« S’improviser conseil »

Le penchant pour l’autogestion, même relative, dont font preuve bon nombre de porteurs de parts enquêtés, ne peut se détacher d’une représentation positive de l’objet SCI et de la croyance dans les avantages qu’il procure. Ils raisonnent et agissent en convaincus, imaginent des scénarios et expérimentent des tactiques. Persuadés qu’ils tiennent parfois dans leurs mains une solution « miracle », ils diffusent ses principes à leurs amis proches, à tout le moins ceux qui nourrissent des projets patrimoniaux analogues pour eux ou leurs enfants, subissent les mêmes conjonctures et partagent les mêmes positions sociales.

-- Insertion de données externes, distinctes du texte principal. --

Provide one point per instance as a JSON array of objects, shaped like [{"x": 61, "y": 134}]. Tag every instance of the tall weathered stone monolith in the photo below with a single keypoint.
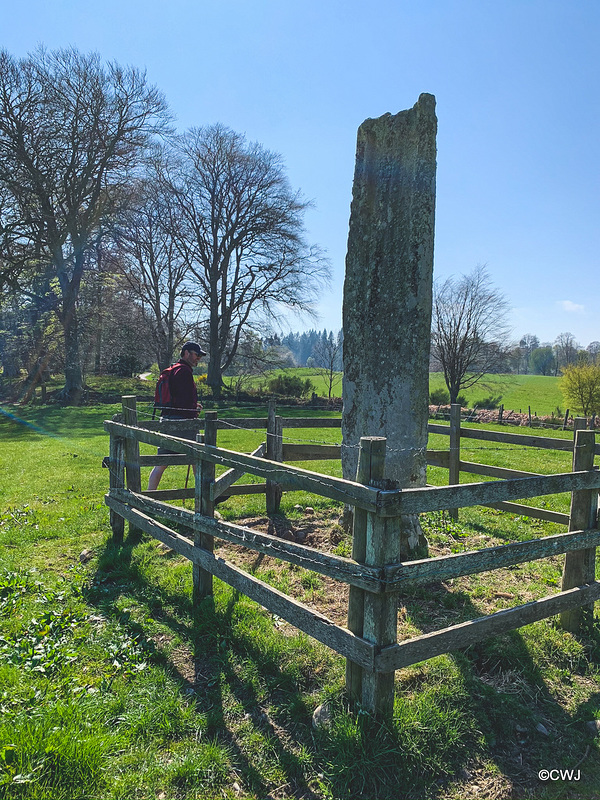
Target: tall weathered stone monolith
[{"x": 388, "y": 294}]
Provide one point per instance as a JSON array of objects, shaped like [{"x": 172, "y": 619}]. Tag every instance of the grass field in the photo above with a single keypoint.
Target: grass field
[
  {"x": 518, "y": 392},
  {"x": 112, "y": 685}
]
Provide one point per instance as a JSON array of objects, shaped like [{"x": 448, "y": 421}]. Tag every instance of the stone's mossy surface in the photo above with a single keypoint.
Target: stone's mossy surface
[{"x": 388, "y": 290}]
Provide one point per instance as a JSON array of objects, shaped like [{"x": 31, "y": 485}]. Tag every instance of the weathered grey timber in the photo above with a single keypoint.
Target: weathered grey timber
[
  {"x": 493, "y": 472},
  {"x": 164, "y": 461},
  {"x": 458, "y": 636},
  {"x": 274, "y": 453},
  {"x": 116, "y": 478},
  {"x": 304, "y": 618},
  {"x": 437, "y": 498},
  {"x": 580, "y": 566},
  {"x": 531, "y": 511},
  {"x": 290, "y": 477},
  {"x": 204, "y": 505},
  {"x": 544, "y": 442},
  {"x": 368, "y": 467},
  {"x": 385, "y": 543},
  {"x": 132, "y": 449},
  {"x": 336, "y": 567},
  {"x": 388, "y": 293},
  {"x": 438, "y": 458},
  {"x": 311, "y": 452},
  {"x": 454, "y": 454},
  {"x": 227, "y": 479},
  {"x": 443, "y": 568}
]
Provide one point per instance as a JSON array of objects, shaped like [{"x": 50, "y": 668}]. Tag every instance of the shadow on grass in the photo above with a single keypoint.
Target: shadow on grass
[
  {"x": 515, "y": 703},
  {"x": 490, "y": 704},
  {"x": 207, "y": 670}
]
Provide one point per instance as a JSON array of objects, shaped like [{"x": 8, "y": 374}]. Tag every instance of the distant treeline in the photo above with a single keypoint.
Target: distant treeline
[{"x": 311, "y": 348}]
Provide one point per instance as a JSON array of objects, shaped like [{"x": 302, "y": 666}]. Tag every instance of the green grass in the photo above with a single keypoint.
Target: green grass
[
  {"x": 518, "y": 392},
  {"x": 113, "y": 685}
]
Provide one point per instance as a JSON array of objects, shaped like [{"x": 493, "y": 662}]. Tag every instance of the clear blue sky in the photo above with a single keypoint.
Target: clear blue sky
[{"x": 518, "y": 101}]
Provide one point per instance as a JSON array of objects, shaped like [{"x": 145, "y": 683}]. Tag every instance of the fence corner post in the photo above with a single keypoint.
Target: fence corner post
[
  {"x": 204, "y": 505},
  {"x": 382, "y": 544},
  {"x": 356, "y": 597},
  {"x": 116, "y": 481},
  {"x": 274, "y": 453},
  {"x": 454, "y": 457},
  {"x": 132, "y": 451},
  {"x": 580, "y": 565}
]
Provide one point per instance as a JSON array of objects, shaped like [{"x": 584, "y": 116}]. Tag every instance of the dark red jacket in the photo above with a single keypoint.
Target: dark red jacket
[{"x": 183, "y": 393}]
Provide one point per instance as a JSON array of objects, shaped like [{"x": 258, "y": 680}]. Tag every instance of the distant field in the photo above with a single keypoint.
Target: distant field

‘« […] Quand on en parle maintenant autour de nous, parce que c’est vrai qu’on a des amis qui sont un peu plus âgés que nous, puisque mon mari est plus âgé que moi, donc qui ont des enfants de notre âge qui veulent acheter, ils nous posent des questions pour savoir comment on fait. Donc c’est vrai que nous on est emballé par ce qu’on fait, on est un peu plus enthousiastes et les gens nous demandent de leur faire la photocopie des statuts, de les conseiller sur les papiers pour l’ANAH. Donc on le fait avec plaisir et je pense de plus en plus de gens passeront par ce biais-là »
[Stéphanie, PDP 34]’

L’exemple de Stéphanie n’est pas marginal. Nous avons vu dans le chapitre précédent que le relationnel mondain pouvait être un vecteur efficace de transmission informationnelle. Didier et Robert s’improvisent aussi conseil. Le premier s’ingénie à démontrer à ses amis, concernés comme lui par le problème de la mobilité géographique et de la conversion d’un patrimoine d’occupation en patrimoine locatif, les ressources du refinancement et de l’effet de levier de l’endettement. Le second, membre d’une association d’anciens élèves de SUP de CO, répond aux sollicitations des ses anciens camarades lors de leurs retrouvailles annuelles et leur enseigne qu’une gestion avisée est une gestion personnelle, que l’on ne peut avoir confiance qu’en un nombre restreint d’interlocuteurs (cf. infra, chapitre 9, § 9.3) et qu’un projet qui marche est un projet autofinancé.

Cette attitude confine au prosélytisme. Comme le suggère Stéphanie avec bon sens, les sociabilités sont un espace-temps de diffusion d’informations et de méthodes patrimoniales qui peuvent jouer sur l’allure collective des créations de SCI. D’une certaine façon, elle voit dans ce canal un moyen d’entretenir un cercle vertueux. Elle n’a pas un réflexe égoïste de rétention d’informations pour son seul profit. Elle tient à aider ses proches et reprend le rôle socialisateur qu’avait joué sa mère quelques années auparavant. Ceci pour dire qu’à la faveur d’un processus interactionnel, des formes de rationalité juridico-financière se transmettent dans certains milieux, leurs membres étant socialement proches en raison de leur attachement, ancien ou naissant, à une culture patrimoniale projective.